Which came first, the cartoon or the punch line?
The answer is both, at least in the case of actor-writer Steve Martin and New Yorker cartoonist Harry Bliss. In an introduction to their marvelously dry and sly book, “A Wealth of Pigeons: A Cartoon Collection,” Martin writes of being paired with Bliss by New Yorker editor Françoise Mouly. “I mentioned that I had a cartoon idea and did she know anyone who might draw it,” Martin recalls. Mouly connected him with Bliss. From there began what Martin describes as a collaboration made in heaven: “We rarely speak to each other, and we live in different states,” he writes, presumably with a touch of his signature sarcasm.
At first, Martin dreamed up an idea and then dispatched it to Bliss to realize at the drawing board. At some point, “Harry began sending me orphan drawings for captions, and we discovered we had two ways to work: forwards and backwards.” He explains: “Forwards was me conceiving of several cartoon images and captions, and Harry would select his favorites; backwards was Harry sending me sketched or fully drawn cartoons for dialogue or banners.”
The resulting cartoons are little gems of comic perception, with the pair taking stock of human foibles and imagining animal intelligences with bemusement but never meanness. Perhaps owing to their collaborative method, their panels are also unusually balanced. While many cartoonists exhibit strength either as artists or as caption writers – for example, the great New Yorker cartoonist James Thurber was arguably better at imagining thoughts for his famous dogs than in drawing the dogs themselves – Bliss and Martin have crafted cartoons in which art and text are in harmonious balance.
The pair delights in needling the pretensions of the upper classes. One panel offers a parent and child looking for images in the clouds, but their status as sophisticated city dwellers is revealed in the child’s itemization of what he sees: “I see a horse, a puppy, and that one looks like a Rauschenberg installation.” Elsewhere, a caveman and his wife wait for the maitre d’ to check for their dinner reservation: “Maybe it’s under ‘Apeman,’” one says.

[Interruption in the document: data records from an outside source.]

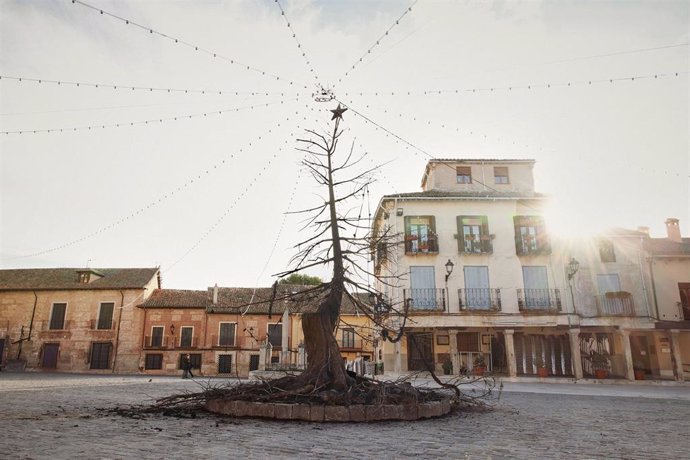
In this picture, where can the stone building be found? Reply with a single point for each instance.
(71, 319)
(233, 331)
(486, 285)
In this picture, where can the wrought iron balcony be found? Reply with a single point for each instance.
(486, 299)
(425, 299)
(223, 341)
(155, 341)
(615, 304)
(101, 324)
(415, 245)
(539, 300)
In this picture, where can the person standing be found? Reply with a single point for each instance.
(187, 366)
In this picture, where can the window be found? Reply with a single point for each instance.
(57, 316)
(194, 360)
(608, 283)
(157, 336)
(225, 364)
(105, 315)
(227, 335)
(186, 334)
(606, 251)
(530, 235)
(464, 174)
(348, 337)
(420, 234)
(153, 361)
(100, 355)
(275, 334)
(253, 362)
(501, 175)
(473, 235)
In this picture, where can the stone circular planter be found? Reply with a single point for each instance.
(323, 413)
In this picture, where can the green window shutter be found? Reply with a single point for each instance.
(518, 240)
(485, 236)
(543, 240)
(461, 235)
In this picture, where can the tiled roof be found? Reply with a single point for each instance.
(666, 247)
(482, 160)
(176, 298)
(489, 194)
(237, 300)
(68, 278)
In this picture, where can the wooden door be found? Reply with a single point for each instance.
(684, 289)
(420, 352)
(50, 354)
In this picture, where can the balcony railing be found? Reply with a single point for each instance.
(414, 245)
(102, 325)
(480, 299)
(192, 342)
(349, 343)
(223, 341)
(155, 342)
(539, 299)
(615, 304)
(425, 299)
(57, 325)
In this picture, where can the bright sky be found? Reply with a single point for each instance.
(205, 197)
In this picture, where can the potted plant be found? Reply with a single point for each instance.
(479, 365)
(447, 367)
(600, 364)
(638, 368)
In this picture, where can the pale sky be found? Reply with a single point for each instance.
(609, 153)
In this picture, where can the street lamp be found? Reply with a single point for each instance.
(449, 271)
(572, 268)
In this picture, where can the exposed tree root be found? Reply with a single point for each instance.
(291, 389)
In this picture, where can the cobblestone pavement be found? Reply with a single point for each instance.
(56, 416)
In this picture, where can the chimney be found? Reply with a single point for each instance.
(673, 229)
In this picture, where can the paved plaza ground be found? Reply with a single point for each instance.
(56, 416)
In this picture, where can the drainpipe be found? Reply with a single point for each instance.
(31, 326)
(644, 286)
(117, 335)
(651, 272)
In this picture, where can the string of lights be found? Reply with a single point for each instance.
(197, 48)
(377, 42)
(181, 188)
(310, 66)
(148, 89)
(278, 234)
(432, 92)
(227, 210)
(146, 122)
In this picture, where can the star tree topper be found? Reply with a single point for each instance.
(338, 113)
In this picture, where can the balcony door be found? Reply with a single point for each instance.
(684, 289)
(536, 286)
(477, 287)
(423, 288)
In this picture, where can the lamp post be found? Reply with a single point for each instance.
(449, 271)
(571, 269)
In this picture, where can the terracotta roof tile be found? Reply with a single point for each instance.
(68, 278)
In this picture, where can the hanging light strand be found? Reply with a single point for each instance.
(433, 92)
(300, 48)
(181, 188)
(152, 121)
(377, 42)
(184, 43)
(148, 89)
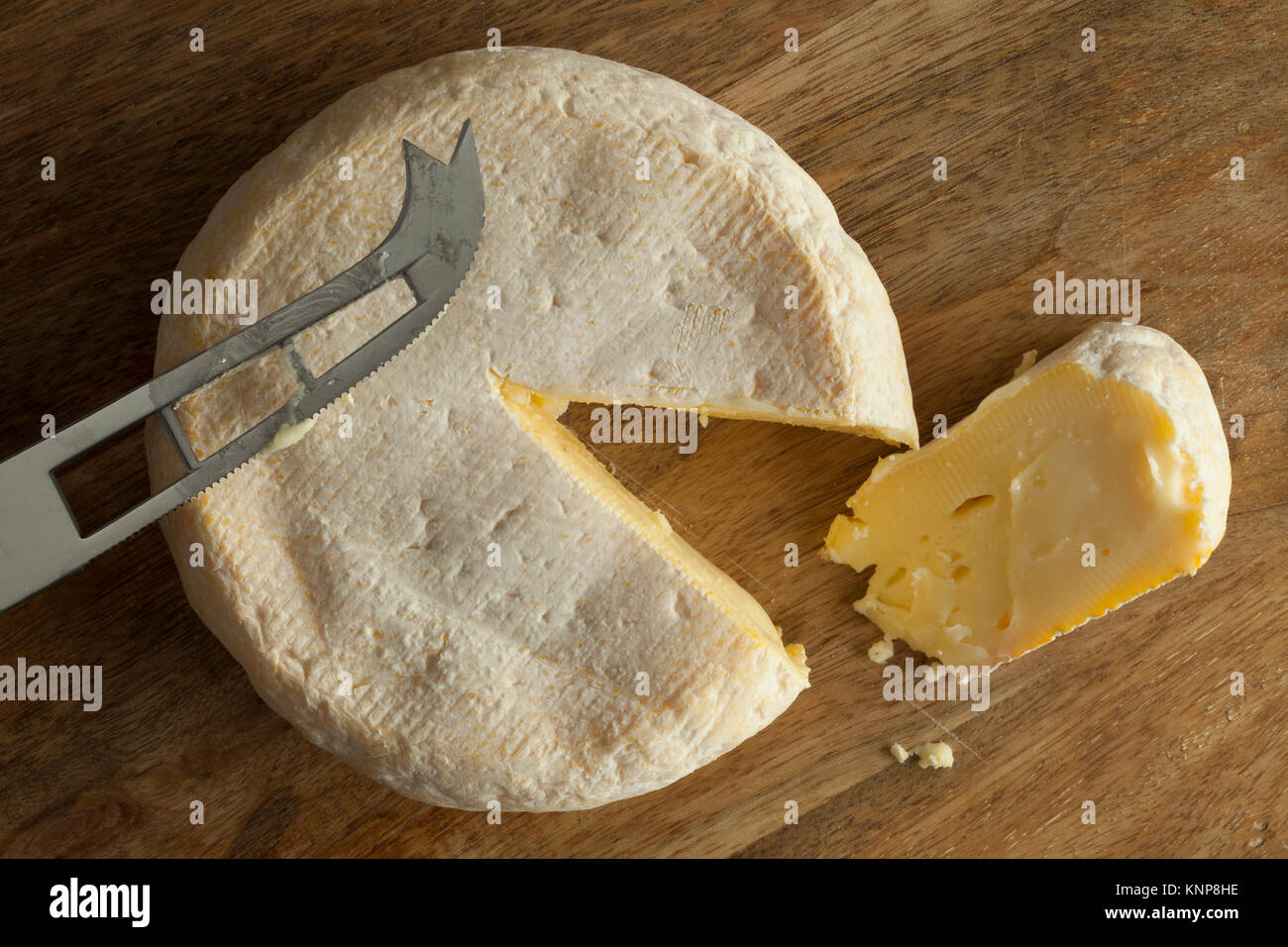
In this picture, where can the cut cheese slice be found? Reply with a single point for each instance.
(1095, 475)
(437, 581)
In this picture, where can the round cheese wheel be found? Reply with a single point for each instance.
(437, 581)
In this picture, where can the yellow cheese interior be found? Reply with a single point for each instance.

The small lies we tell ourselves are gently needled in a cartoon showing a couple rowing toward an ominous-looking cave: The husband says to his wife, “Don’t think of it as a cave, think of it as a retirement community.” Two men in business suits stand before a building labeled United States Mint and ponder how they can “monetize” it. Several cartoons reference Woodstock, aiming the collection squarely at baby boomers.
The most memorable panels reflect a durable tradition in cartooning: the attempt to place oneself inside the minds of assorted furry creatures. For example, Bliss and Martin imagine two squirrels stealing a food bowl from a dog watching them forlornly through a window (“Once we file off the name, it will be untraceable,” one squirrel says of the name, “Fifi,” on the bowl). In their comic universe, a pair of turkeys, hoping to dodge Thanksgiving, hide behind a log at the first whiff of cranberries, and one mischief-making pup, having destroyed a sofa, tells another pup upon their human owners returning home, “Quick, act casual.”
Throughout, Bliss’ draftsmanship is a source of pleasure itself; the artist is capable of conjuring a shotgun-wielding bird in flight (nature takes its revenge?) and Attila the Hun (renamed “Attila the Honeybunch” as he cradles an infant) with equal facility.
Delightfully, Bliss and Martin do not exempt themselves from their rapier wit, weaving throughout the book occasional cartoons in which they are the subjects. Bliss, who draws Martin perfectly – with a wayward smile and white hair – sends up his famous colleague when, in a strip chronicling their first meeting, the cartoon Martin name-drops Lady Gaga and Keanu Reeves. “Amazing!” the cartoon Bliss says in reply. “I once said ‘Hi’ to Ed Begley, Jr.”
Perhaps the famous Hollywood type and the nondescript cartoonist make for an odd couple, but the fruits of their labor are wonderfully witty and wise.